I’ll only put in my body what is beautiful and useful. Is chocolate beautiful and useful? You’ll bet your sweet a** it is. But I’ll try and stick with only a few pieces, not enough to make me grow a third thigh in addition to a human. I’ll only eat the frivolous stuff to the extent it is useful—in giving me a small treat, a lift, but not a sugar or caffeine high. And just because I may not be in the exact mood for a salad or a sweet potato, doesn’t mean I shouldn’t just suck it up and eat it to nourish myself the right way. I’m hoping this will physically make me feel better overall through the pregnancy. My future child has a whole lifetime to eat a massive bag of Doritos in one sitting—let’s give him/her a chance to start AFTER he/she emerges from the womb.
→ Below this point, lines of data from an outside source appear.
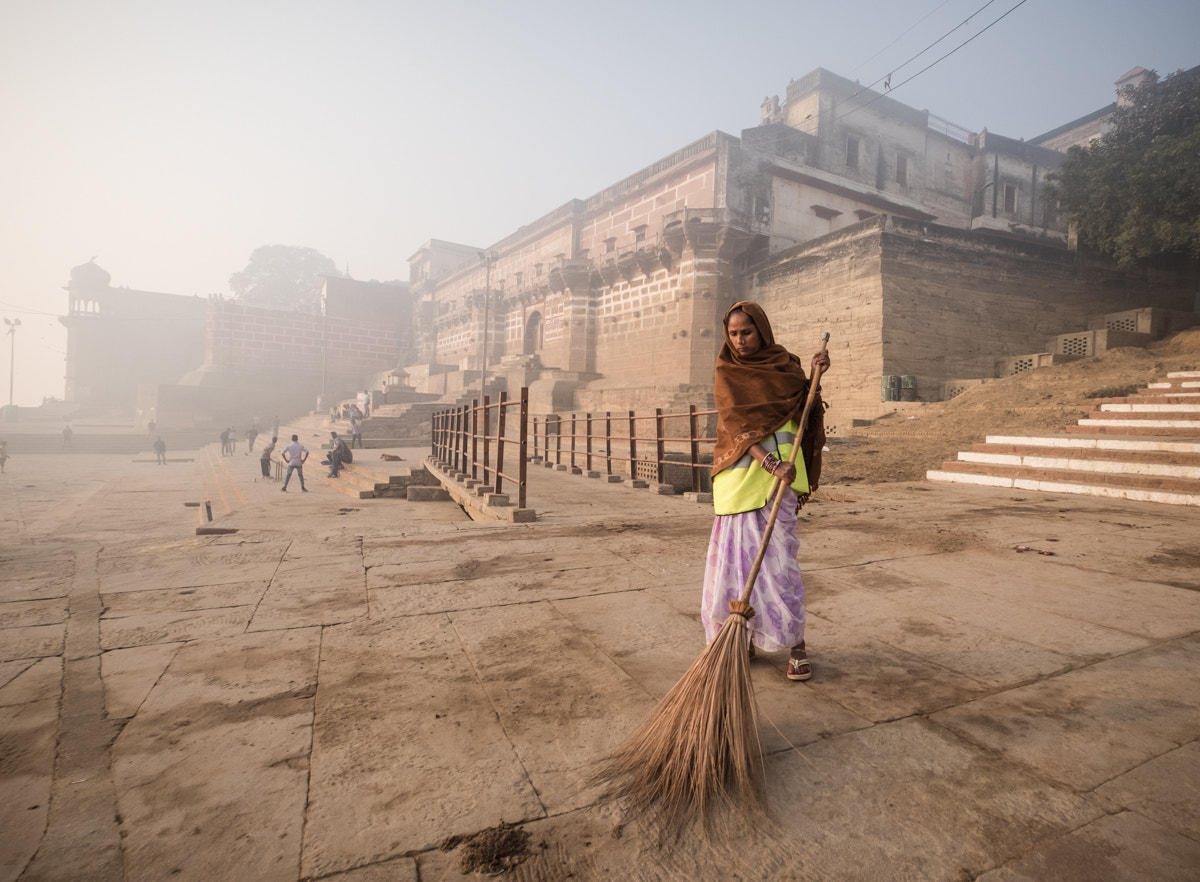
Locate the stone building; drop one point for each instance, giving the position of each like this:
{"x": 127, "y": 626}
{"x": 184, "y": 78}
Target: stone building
{"x": 196, "y": 363}
{"x": 929, "y": 250}
{"x": 118, "y": 337}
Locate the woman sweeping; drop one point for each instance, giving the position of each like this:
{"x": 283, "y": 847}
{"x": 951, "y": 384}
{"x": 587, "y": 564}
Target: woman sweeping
{"x": 760, "y": 390}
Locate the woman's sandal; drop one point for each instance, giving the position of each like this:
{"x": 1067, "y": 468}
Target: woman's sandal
{"x": 799, "y": 669}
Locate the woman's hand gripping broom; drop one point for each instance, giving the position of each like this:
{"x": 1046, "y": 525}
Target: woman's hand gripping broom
{"x": 699, "y": 750}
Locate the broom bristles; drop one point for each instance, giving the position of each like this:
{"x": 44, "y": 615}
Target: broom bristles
{"x": 699, "y": 750}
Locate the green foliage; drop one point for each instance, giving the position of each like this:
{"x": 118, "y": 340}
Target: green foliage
{"x": 1135, "y": 192}
{"x": 283, "y": 277}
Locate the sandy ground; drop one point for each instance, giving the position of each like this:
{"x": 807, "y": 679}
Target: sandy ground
{"x": 901, "y": 447}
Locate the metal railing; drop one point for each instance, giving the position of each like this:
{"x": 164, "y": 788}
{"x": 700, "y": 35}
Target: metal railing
{"x": 586, "y": 441}
{"x": 466, "y": 438}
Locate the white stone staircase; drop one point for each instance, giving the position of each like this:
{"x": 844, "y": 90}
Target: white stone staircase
{"x": 1144, "y": 447}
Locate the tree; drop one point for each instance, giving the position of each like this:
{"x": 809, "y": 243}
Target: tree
{"x": 283, "y": 277}
{"x": 1135, "y": 191}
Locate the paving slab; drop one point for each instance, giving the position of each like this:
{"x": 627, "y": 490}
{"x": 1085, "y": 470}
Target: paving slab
{"x": 130, "y": 675}
{"x": 1125, "y": 847}
{"x": 1155, "y": 790}
{"x": 407, "y": 749}
{"x": 28, "y": 733}
{"x": 1087, "y": 726}
{"x": 213, "y": 772}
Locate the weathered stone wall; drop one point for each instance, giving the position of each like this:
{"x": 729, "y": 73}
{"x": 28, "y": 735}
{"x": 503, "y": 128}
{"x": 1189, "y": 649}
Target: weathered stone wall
{"x": 934, "y": 303}
{"x": 832, "y": 285}
{"x": 245, "y": 337}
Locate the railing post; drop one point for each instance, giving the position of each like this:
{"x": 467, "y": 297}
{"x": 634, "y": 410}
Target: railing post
{"x": 694, "y": 442}
{"x": 588, "y": 441}
{"x": 525, "y": 429}
{"x": 463, "y": 433}
{"x": 659, "y": 447}
{"x": 487, "y": 401}
{"x": 474, "y": 441}
{"x": 633, "y": 447}
{"x": 607, "y": 439}
{"x": 573, "y": 442}
{"x": 499, "y": 441}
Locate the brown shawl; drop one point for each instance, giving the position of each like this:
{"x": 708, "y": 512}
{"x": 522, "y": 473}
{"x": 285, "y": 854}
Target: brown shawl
{"x": 759, "y": 394}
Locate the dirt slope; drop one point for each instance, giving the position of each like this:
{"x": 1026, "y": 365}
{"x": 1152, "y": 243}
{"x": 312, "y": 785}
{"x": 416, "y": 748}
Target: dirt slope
{"x": 901, "y": 447}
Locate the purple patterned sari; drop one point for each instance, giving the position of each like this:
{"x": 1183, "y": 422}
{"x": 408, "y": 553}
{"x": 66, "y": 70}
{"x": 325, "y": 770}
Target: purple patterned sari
{"x": 778, "y": 595}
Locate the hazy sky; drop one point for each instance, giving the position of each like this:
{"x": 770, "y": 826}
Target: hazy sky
{"x": 171, "y": 138}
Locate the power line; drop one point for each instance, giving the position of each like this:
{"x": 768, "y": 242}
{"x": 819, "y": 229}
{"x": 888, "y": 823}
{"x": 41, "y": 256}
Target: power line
{"x": 936, "y": 61}
{"x": 906, "y": 33}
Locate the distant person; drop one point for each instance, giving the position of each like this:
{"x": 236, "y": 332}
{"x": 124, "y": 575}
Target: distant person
{"x": 339, "y": 455}
{"x": 294, "y": 455}
{"x": 265, "y": 459}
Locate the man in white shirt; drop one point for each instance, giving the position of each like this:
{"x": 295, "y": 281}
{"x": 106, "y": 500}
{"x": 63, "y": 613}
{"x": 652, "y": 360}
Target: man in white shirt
{"x": 294, "y": 455}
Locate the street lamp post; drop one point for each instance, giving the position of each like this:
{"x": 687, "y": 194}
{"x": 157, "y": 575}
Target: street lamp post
{"x": 489, "y": 258}
{"x": 13, "y": 324}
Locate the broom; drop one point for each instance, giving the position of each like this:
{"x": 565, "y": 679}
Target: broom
{"x": 699, "y": 750}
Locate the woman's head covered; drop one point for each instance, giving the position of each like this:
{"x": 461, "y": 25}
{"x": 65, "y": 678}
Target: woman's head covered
{"x": 756, "y": 315}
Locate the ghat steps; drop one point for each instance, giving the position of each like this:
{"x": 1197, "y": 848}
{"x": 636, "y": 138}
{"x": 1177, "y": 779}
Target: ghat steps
{"x": 1145, "y": 447}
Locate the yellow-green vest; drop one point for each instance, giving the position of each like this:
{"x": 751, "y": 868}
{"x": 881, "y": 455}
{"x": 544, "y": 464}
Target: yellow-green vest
{"x": 744, "y": 485}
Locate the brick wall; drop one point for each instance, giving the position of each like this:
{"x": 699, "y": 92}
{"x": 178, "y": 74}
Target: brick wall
{"x": 933, "y": 303}
{"x": 241, "y": 337}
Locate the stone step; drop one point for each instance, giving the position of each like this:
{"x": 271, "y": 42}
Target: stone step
{"x": 1158, "y": 489}
{"x": 1131, "y": 427}
{"x": 1191, "y": 408}
{"x": 1087, "y": 460}
{"x": 1098, "y": 442}
{"x": 1141, "y": 448}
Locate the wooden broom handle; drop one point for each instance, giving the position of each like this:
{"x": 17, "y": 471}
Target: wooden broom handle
{"x": 779, "y": 496}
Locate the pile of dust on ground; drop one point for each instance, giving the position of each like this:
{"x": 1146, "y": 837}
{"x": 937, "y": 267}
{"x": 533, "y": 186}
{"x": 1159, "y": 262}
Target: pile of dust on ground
{"x": 492, "y": 851}
{"x": 903, "y": 445}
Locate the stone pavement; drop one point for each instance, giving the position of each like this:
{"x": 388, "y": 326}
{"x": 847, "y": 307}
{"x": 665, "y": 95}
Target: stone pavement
{"x": 341, "y": 685}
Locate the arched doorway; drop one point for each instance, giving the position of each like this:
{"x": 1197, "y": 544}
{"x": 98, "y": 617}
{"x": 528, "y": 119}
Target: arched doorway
{"x": 533, "y": 334}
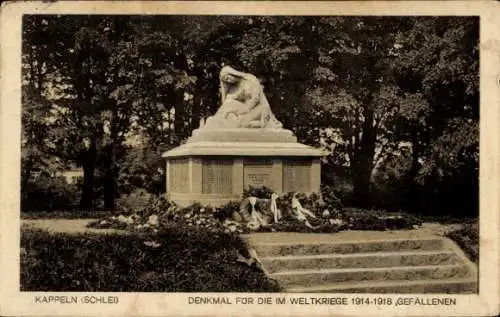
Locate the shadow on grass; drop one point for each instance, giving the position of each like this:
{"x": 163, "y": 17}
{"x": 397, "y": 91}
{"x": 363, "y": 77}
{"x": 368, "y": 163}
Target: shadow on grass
{"x": 175, "y": 260}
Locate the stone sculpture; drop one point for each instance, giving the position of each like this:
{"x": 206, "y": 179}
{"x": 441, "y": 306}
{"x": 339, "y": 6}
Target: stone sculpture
{"x": 244, "y": 104}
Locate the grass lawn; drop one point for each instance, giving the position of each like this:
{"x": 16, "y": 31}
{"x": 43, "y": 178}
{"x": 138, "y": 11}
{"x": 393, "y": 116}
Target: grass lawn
{"x": 174, "y": 260}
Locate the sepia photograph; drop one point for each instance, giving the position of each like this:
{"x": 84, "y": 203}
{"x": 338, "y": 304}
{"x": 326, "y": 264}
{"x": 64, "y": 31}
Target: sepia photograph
{"x": 250, "y": 153}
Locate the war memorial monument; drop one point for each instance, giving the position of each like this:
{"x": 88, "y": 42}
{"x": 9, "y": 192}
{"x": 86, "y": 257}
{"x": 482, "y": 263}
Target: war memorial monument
{"x": 242, "y": 145}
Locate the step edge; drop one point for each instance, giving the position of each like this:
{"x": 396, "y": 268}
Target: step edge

Reflect OFTEN on how this is a fleeting season. Looking at my first two, my pregnancies with them seem like such a side note. They felt awful during, but look at what we received: beautiful, unique humans who will grow, eventually sleep through the night, eventually won’t poop their pants, eventually won’t need ME at all. This will pass. And it will faster than I realize. I will not be the size of a parade float forever.
I’ll ask for and take help easily. I am pregnant with my third baby. My first two are still very young and needy. I will be very needy. This means there will be days when I will look like the hind leg of a mountain goat and be about as friendly as one if there was an annoying chipmunk behind it. Therefore, I’m going to push my pride aside and accept the help of people around me who offer it, and try to recognize days when I genuinely need to ask for it, and accept it BEFORE the point of desperation.
I’ll forgive myself (and others) easily. I won’t hit all my goals every day. I’m knocked up. It’s okay. Also, those around me won’t be able to read my mind. I’ll probably be an irritable grump that may be an irritable grump to those around me. But instead of being a crotchety pregnant lady, asking for grace in the times where I want to be mad at someone close to me.
Hopefully my resolution will last more than a week before I dive off the deep end into a kiddie pool of ramen noodles and the last 40 seasons of Gilmore Girls, but I’d appreciate your prayers as I grow this next kiddo.
Anyone have any words of wisdom on raising three? Something beautiful to tell Anna?